Firefighters have wrapped the base of the giant sequoia tree known as “General Sherman” in a foil-like material to protect it from an ongoing wildfire in the Sequoia National Forest, which was triggered recently by lightning and drought conditions.

The Los Angeles Times reported Sunday:

The 21,777-acre lighting-sparked wildfire — dubbed the KNP Complex fire after the Colony and Paradise fires merged into one — grew by more than 3,900 acres overnight, but officials said Sunday that hundreds of firefighters have valiantly kept key areas of the forest under control. The park is east of Fresno.

In an upbeat report Sunday, fire officials said they were feeling fairly confident about protecting the Giant Forest, home to thousands of towering sequoias. Numerous well-established walking trails meander through this iconic part of the park, so firefighters have been able to move around and work from multiple locations.

The ancient [General Sherman] sequoia, a major tourist draw for the park, is 275 feet tall and over 2,000 years old. It is considered the largest known tree in the world by volume.

Crews had been working for the past week to prepare the ancient sequoias by wrapping them in aluminum-foil-like material and raking vegetation from around their bases.

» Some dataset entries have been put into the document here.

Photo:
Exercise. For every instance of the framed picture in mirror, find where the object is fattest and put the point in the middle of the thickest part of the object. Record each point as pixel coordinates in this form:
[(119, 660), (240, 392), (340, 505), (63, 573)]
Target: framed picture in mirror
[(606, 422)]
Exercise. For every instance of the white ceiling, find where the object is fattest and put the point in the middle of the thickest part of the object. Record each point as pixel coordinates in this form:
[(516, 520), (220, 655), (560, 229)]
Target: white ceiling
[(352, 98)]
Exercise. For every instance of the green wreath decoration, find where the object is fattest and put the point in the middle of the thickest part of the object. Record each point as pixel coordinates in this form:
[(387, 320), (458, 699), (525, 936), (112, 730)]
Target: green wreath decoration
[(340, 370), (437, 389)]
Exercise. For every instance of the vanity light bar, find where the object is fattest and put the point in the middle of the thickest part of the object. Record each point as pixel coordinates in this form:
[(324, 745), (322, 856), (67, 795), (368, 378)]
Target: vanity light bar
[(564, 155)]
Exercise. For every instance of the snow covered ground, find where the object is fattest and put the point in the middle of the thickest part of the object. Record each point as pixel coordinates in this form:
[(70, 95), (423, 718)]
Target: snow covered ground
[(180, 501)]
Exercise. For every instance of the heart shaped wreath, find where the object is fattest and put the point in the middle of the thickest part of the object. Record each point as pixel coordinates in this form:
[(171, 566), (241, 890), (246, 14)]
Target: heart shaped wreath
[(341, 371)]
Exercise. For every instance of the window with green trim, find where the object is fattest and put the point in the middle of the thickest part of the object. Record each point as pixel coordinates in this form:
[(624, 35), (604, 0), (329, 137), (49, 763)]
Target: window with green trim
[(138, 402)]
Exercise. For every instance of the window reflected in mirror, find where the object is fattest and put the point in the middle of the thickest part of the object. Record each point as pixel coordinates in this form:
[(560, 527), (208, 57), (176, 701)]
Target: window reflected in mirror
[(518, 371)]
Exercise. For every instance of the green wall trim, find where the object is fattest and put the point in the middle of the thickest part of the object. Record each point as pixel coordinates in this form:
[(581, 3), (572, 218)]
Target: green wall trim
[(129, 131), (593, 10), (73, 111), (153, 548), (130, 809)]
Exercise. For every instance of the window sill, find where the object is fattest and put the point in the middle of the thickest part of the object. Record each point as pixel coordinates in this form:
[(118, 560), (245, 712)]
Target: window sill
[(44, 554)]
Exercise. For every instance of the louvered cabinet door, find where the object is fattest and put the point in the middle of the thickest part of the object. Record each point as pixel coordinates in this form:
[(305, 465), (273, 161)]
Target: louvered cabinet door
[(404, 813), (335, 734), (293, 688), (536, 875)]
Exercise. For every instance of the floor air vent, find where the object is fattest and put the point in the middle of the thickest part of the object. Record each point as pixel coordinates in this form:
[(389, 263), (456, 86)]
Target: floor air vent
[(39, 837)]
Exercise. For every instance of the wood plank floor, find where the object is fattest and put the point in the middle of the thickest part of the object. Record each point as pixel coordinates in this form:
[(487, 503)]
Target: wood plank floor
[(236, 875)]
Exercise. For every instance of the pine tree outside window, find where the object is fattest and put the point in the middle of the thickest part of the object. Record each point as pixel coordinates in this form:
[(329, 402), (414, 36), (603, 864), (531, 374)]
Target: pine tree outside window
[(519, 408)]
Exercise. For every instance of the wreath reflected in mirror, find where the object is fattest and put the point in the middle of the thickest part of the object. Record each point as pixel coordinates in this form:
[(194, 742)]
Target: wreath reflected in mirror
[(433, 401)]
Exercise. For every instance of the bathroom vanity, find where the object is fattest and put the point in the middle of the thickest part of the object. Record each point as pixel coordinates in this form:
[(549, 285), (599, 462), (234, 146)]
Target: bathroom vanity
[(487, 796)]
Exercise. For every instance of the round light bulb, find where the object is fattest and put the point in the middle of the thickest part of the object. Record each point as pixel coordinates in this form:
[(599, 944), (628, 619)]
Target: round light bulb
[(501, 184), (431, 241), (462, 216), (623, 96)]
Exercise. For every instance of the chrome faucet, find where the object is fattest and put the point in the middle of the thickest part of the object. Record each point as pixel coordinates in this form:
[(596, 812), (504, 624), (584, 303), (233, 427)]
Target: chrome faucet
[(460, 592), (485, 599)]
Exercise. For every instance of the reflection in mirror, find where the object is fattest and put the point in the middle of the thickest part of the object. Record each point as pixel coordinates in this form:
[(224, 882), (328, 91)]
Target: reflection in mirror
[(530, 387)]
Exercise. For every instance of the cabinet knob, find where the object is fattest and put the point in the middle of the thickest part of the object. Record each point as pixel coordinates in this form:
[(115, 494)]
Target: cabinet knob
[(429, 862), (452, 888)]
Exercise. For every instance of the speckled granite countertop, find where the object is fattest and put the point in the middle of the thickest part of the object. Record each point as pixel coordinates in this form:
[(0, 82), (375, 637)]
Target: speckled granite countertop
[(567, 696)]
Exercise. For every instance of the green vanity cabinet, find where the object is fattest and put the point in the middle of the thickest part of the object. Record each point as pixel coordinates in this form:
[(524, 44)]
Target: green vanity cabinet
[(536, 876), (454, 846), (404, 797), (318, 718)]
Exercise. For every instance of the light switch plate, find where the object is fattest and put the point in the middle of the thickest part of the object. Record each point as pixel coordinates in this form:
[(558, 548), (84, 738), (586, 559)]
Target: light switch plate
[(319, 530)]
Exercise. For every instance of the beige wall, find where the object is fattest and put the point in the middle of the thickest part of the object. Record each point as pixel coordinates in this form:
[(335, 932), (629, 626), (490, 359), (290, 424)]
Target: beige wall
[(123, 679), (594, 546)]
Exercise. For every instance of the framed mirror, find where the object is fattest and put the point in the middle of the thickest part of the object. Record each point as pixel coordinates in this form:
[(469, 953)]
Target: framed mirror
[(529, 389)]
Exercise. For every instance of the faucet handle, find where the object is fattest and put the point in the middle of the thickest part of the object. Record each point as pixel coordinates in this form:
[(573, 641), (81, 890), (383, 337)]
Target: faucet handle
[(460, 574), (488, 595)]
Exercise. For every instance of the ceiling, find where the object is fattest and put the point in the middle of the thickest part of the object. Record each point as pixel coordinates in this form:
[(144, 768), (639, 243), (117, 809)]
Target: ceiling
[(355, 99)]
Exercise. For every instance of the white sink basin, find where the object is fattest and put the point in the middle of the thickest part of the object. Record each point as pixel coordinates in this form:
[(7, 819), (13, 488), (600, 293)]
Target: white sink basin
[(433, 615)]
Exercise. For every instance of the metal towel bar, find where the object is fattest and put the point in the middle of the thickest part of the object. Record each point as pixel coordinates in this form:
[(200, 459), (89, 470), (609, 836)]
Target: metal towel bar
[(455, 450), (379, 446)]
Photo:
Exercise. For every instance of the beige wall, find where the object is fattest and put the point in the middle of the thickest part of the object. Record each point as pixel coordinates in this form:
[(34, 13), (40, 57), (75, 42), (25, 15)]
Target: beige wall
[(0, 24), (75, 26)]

The Fresno Bee reported on an additional fire threatening the forest: “While the KNP Complex Fire continues to burn in Sequoia National Park, a second fire is also threatening giant sequoia groves in California’s southern Sierra Nevada.”

California’s latest wildfire season is being fueled, in part, by an ongoing extreme drought that has affected much of the state, which had only just begun to recover from the 2011-2017 drought, one of the worst in the state’s history.

The two years of heavy winter rains brought only temporary relief, as dry soils and depleted aquifers have barely recovered.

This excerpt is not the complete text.